In [1]:
import cv2
import numpy as np
import mediapipe as mp
import joblib
from sklearn.preprocessing import LabelEncoder
from PIL import ImageFont, ImageDraw, Image
import pickle
from joblib import dump, load

In [2]:
# Load the trained model
with open('best_model_rf.pkl', 'rb') as file:
         model = pickle.load(file)

In [3]:
# Label encoder for decoding predictions
with open('data.pickle', 'rb') as f:
    dataset = pickle.load(f)

label_encoder = LabelEncoder()
label_encoder.fit(dataset['labels'])

In [4]:
# Dictionary mapping numerical labels to Sinhala letters
labels_dict = {0: 'අ', 1: 'ආ', 2: 'ඇ', 3: 'ඉ', 4: 'ඊ', 5: 'උ', 6: 'ඌ', 7: 'එ', 8: 'ඒ', 9: 'ක්'}

In [5]:
# Initialize MediaPipe hands module
mp_hands = mp.solutions.hands
mp_drawing = mp.solutions.drawing_utils
hands = mp_hands.Hands(min_detection_confidence=0.5, min_tracking_confidence=0.5)

# Access the camera
cap = cv2.VideoCapture(0)

# Load a Sinhala-compatible font
font_path = "NotoSansSinhala-VariableFont_wdth,wght.ttf"  # Path to the font
try:
    font = ImageFont.truetype(font_path, 30)
except IOError:
    print("Font file not found. Defaulting to a basic font.")
    font = ImageFont.load_default()

print("Press 'Esc' to quit.")
while cap.isOpened():
    ret, frame = cap.read()
    if not ret:
        print("Error reading frame.")
        break

    # Convert the frame to RGB (for MediaPipe and PIL)
    img_rgb = cv2.cvtColor(frame, cv2.COLOR_BGR2RGB)
    pil_img = Image.fromarray(img_rgb)

    # Process the image using MediaPipe
    results = hands.process(img_rgb)

    if results.multi_hand_landmarks:
        for hand_landmarks in results.multi_hand_landmarks:
            # Draw hand landmarks and connections
            mp_drawing.draw_landmarks(frame, hand_landmarks, mp_hands.HAND_CONNECTIONS)

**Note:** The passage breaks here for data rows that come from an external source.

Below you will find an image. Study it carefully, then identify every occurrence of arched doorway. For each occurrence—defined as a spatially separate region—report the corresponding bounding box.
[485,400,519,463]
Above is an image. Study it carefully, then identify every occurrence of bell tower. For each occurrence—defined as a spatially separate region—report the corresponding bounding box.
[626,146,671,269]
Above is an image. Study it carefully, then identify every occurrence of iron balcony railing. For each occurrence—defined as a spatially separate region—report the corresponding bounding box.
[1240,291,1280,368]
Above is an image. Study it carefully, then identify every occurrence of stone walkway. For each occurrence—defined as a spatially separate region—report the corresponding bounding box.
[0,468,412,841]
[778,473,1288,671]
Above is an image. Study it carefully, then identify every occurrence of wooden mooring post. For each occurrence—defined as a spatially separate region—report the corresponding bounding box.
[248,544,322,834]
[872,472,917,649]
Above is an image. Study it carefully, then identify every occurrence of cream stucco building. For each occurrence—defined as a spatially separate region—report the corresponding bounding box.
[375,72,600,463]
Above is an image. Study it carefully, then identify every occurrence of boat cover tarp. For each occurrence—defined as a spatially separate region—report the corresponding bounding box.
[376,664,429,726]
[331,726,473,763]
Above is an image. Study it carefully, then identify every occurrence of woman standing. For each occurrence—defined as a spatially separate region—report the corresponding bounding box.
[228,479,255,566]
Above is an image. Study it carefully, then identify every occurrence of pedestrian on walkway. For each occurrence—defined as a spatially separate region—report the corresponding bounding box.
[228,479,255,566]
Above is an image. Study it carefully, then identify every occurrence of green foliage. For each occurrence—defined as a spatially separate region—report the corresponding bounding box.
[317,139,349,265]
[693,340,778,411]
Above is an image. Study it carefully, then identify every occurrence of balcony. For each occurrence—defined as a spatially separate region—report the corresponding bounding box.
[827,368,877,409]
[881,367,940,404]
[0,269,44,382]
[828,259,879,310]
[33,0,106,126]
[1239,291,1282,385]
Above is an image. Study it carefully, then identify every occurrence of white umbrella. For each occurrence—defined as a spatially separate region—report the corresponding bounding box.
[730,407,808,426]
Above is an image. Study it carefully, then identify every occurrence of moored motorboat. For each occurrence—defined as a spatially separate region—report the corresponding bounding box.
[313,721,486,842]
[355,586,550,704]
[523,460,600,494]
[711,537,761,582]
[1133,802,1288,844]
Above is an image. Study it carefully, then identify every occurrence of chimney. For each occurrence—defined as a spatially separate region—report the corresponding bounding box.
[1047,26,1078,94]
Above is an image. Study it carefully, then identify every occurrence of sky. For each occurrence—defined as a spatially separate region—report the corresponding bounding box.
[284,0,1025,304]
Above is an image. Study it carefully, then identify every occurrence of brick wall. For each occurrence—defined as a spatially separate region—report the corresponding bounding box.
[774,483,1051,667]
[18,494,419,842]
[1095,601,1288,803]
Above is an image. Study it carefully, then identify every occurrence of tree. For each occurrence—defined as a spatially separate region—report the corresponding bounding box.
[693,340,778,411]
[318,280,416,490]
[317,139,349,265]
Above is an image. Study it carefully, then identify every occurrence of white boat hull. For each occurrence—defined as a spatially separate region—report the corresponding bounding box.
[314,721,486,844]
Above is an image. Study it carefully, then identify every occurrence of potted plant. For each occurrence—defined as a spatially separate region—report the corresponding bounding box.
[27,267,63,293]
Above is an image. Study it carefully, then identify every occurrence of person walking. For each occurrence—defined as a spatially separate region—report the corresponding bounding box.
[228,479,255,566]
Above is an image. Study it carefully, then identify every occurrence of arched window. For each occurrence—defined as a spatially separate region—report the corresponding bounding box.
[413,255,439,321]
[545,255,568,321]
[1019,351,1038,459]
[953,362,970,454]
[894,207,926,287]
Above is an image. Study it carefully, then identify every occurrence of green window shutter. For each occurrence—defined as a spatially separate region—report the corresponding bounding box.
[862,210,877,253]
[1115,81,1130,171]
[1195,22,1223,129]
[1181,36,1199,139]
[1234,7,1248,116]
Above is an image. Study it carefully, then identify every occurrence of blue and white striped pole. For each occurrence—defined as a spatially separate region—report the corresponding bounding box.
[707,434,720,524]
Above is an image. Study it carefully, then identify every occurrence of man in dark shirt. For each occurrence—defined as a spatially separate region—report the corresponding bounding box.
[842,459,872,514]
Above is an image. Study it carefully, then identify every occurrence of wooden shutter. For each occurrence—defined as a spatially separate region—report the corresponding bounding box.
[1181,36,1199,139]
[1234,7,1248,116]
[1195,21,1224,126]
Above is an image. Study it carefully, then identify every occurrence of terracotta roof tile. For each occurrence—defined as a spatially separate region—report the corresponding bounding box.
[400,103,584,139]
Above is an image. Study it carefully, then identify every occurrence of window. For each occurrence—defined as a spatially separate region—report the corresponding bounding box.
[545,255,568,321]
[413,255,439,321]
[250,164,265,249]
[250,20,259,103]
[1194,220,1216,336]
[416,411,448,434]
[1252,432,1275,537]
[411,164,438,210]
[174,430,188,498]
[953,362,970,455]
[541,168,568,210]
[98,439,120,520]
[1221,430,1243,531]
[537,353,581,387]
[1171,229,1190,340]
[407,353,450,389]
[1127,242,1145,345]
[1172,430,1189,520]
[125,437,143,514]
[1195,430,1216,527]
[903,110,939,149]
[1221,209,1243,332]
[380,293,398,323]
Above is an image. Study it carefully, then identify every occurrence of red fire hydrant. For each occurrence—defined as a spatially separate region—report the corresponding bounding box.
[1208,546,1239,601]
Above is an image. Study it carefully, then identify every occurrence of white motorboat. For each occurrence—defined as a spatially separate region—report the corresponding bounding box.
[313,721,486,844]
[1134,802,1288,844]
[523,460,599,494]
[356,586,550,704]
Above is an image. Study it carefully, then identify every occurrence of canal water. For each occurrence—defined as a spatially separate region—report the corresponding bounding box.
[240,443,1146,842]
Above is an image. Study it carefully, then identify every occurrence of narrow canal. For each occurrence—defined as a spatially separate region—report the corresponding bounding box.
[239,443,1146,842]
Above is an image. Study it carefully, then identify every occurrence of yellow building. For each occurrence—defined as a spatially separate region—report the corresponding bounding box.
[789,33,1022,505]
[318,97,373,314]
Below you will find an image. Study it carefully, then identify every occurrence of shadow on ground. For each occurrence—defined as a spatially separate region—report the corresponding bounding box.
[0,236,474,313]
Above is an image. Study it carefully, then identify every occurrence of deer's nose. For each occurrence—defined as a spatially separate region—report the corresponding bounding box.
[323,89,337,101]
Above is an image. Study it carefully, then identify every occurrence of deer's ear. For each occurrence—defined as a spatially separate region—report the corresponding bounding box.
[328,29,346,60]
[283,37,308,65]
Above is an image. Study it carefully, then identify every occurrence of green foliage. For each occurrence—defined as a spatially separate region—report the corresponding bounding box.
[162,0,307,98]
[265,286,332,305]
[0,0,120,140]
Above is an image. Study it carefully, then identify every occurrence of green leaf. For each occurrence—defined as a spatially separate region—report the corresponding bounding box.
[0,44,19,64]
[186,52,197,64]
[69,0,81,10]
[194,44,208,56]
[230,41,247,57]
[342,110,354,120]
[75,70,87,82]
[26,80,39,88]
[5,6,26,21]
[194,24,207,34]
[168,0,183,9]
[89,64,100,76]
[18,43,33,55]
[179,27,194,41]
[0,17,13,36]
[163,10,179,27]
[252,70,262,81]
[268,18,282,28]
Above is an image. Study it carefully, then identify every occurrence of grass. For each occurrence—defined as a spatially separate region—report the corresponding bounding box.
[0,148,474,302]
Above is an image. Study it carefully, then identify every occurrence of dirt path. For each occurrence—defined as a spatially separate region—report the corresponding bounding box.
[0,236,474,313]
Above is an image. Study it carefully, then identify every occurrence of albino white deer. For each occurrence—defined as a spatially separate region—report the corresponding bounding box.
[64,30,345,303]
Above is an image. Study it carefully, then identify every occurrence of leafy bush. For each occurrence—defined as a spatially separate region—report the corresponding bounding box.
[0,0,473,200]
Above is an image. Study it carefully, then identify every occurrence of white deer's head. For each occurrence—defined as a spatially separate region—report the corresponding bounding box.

            # Extract and normalize landmarks
            data_aux = []
            x_ = [lm.x for lm in hand_landmarks.landmark]
            y_ = [lm.y for lm in hand_landmarks.landmark]
            for lm in hand_landmarks.landmark:
                data_aux.append((lm.x - min(x_)) / (max(x_) - min(x_)))
                data_aux.append((lm.y - min(y_)) / (max(y_) - min(y_)))

            # Predict the letter
            data_aux = np.array(data_aux).reshape(1, -1)  # Reshape for RandomForest
            prediction = model.predict(data_aux)
            predicted_label_index = prediction[0]  # RandomForest returns class index

            # Safely get the predicted letter
            predicted_letter = labels_dict.get(predicted_label_index)

            # Overlay predicted letter using Pillow
            draw = ImageDraw.Draw(pil_img)
            draw.text((50, 50), f'Letter: {predicted_letter}', font=font, fill=(255, 0, 0))

    # Convert PIL image back to OpenCV format
    frame = np.array(pil_img)
    frame = cv2.cvtColor(frame, cv2.COLOR_RGB2BGR)

    # Display the frame
    cv2.imshow('Live Prediction', frame)

    # Exit on 'Esc' key
    if cv2.waitKey(10) & 0xFF == 27:
        break

cap.release()
cv2.destroyAllWindows()

Press 'Esc' to quit.